The most pronounced growth of net assets expectedly took place in equity funds which were able to benefit from both, good performance (e.g. 15 percent for globally investing equity funds) and satisfying net sales, the latter being not yet as convincing as the year before, but well settled above the figures seen in the years of crisis. Decreasing risk-aversity of retail investors became more visible in balanced funds than in pure equity funds. Balanced funds succeeded in covering about 70 percent of UCITS net sales and thus turned out the most favoured fund category of the last years.

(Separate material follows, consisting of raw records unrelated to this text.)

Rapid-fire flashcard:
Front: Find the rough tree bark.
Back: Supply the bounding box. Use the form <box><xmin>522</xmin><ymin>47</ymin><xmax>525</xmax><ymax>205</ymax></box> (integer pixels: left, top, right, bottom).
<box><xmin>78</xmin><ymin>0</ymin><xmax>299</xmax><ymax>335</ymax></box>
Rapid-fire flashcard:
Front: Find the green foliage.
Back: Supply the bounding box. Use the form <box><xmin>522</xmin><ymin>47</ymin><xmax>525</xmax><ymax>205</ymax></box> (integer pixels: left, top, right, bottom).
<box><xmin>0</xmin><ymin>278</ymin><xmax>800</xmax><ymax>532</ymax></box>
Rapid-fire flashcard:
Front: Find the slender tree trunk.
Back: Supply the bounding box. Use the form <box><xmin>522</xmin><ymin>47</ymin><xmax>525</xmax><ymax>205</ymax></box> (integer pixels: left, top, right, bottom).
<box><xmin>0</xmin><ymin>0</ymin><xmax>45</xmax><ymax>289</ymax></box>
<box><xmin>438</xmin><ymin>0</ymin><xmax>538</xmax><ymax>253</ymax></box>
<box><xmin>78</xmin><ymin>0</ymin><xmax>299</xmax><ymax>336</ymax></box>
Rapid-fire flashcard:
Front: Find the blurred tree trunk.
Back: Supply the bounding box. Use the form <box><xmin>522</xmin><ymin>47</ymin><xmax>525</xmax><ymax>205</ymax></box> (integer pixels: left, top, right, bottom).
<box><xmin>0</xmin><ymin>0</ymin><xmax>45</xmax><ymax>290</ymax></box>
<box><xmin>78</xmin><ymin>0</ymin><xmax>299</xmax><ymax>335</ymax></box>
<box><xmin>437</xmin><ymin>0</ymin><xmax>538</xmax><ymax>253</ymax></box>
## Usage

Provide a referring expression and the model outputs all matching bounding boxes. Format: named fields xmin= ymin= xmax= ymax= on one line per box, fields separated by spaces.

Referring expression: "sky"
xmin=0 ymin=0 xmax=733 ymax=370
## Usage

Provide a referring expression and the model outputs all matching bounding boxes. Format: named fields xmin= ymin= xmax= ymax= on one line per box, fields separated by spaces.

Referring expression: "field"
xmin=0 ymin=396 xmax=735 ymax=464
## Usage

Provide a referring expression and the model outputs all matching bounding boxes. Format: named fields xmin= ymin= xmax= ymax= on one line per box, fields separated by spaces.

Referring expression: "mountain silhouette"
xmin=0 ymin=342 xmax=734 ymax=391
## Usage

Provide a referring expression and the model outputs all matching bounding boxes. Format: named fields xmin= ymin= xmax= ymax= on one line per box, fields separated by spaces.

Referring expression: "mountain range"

In money market funds, persistent net outflows are hopefully coming to an end. ETFs are incrementally increasing their importance for the fund market, even though their proportion within home-domiciled UCITS is still quite low (11 percent) and their growth was not as strong as in some years before. Absolute return funds took advantage from investors in search of comparably safe, risk limited investments. Taking a large scale view on risk and reward profiles, they may be arranged at the conservative end of the balanced funds universe (although applying different mechanisms of portfolio management) and thus give proof of an overall trend for avoiding unfiltered risks of “pure” asset classes. It should be stressed that net sales of absolute return funds exceeded those of equity funds by nearly EUR bn 1.